Kristie L. Kahl: Outside of testing, are there other factors that should be considered when it comes to determining the next line of treatment?
Dr. Susan O’Brien: When you have treatment options, which we do nowadays, you want to look at the side effect profile. If you have a patient who has a history of atrial fibrillation or an irregular heart rate…maybe in that patient you want to go towards one of the other drugs. (Venclexta [venetoclax]) can cause tumor lysis so someone with a high-volume disease maybe you would be a little bit more cautious about using that. So you want to look at the side effect profile.

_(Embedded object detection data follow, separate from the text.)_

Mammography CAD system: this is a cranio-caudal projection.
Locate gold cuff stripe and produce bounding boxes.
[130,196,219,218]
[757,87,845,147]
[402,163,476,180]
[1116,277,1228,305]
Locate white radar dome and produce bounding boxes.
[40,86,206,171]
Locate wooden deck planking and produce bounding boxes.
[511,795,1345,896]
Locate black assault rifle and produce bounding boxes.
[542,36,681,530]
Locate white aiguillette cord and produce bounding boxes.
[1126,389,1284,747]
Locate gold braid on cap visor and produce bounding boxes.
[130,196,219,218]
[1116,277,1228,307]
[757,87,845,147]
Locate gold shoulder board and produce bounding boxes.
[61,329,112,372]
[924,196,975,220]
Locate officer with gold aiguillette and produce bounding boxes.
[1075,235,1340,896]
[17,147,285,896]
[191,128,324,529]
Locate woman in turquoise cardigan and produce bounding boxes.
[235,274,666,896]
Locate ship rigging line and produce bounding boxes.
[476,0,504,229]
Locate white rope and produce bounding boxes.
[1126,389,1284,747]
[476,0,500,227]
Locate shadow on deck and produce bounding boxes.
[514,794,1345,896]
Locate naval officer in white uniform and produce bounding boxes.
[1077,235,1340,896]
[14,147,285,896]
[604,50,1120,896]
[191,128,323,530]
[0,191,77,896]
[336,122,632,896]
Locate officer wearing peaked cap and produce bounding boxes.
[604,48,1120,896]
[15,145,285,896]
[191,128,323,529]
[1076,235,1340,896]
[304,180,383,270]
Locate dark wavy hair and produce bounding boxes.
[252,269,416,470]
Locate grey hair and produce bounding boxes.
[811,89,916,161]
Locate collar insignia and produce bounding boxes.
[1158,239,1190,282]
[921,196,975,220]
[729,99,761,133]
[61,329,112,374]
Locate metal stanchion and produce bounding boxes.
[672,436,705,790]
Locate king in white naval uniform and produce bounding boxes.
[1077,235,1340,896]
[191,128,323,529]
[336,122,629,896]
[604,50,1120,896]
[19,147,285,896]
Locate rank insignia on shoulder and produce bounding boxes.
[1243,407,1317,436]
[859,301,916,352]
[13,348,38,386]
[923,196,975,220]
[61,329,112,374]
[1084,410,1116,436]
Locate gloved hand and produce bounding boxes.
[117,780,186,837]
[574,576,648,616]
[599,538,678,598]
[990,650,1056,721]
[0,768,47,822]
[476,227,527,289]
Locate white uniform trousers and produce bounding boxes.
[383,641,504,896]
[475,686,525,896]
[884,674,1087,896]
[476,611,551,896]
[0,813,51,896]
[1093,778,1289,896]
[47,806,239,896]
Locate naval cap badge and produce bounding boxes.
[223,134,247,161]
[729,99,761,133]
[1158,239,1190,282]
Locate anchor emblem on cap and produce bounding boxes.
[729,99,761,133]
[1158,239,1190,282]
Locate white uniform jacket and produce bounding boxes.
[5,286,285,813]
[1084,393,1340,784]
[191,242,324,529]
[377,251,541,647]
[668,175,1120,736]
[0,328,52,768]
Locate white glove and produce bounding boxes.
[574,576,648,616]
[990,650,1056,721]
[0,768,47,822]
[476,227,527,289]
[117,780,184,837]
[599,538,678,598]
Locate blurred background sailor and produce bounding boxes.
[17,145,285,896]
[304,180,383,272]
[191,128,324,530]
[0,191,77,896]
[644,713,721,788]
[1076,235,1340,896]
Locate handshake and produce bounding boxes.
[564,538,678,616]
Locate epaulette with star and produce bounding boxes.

The other thing that’s important is that for some of these small molecules, the length of time that the patient is on the drug is different. So what do I mean by that? With (Imbruvica [ibrutinib]) or (Calquence [acalabrutinib]), the drug is given indefinitely. So once the patient starts on it they just continue on it unless they have a side effect which makes them stop or unless x number of years later the disease starts to come back and is then resistant to the drug. With venetoclax-based therapy, the regimen that’s approved for relapse is venetoclax with the antibody (Rituxan [rituximab]) and that’s a time limited therapy. So the rituximab is given for the first six months only and then the venetoclax is given daily for two years. So that treatment actually stops at two years and that may or may not be important to the patient if they have a time-limited therapy and that may or may not be important to the patient in terms of whether continuous therapy is a problem or time limit is more attractive.
We all know that in the states with oral agents there are copays and so in some senses having a limited time duration might be attractive. On the other hand, there are some patients who say well wait a minute if I’m responding to the drug you’re going to stop it anyway and they don’t like that idea so they actually would prefer to have an indefinite therapy as long as they’re tolerating it and it’s working.
So, I think you have to look at the side effect profiles of the drugs, that they’re different durations of time and then what the patient preferences might be or what’s most important to them.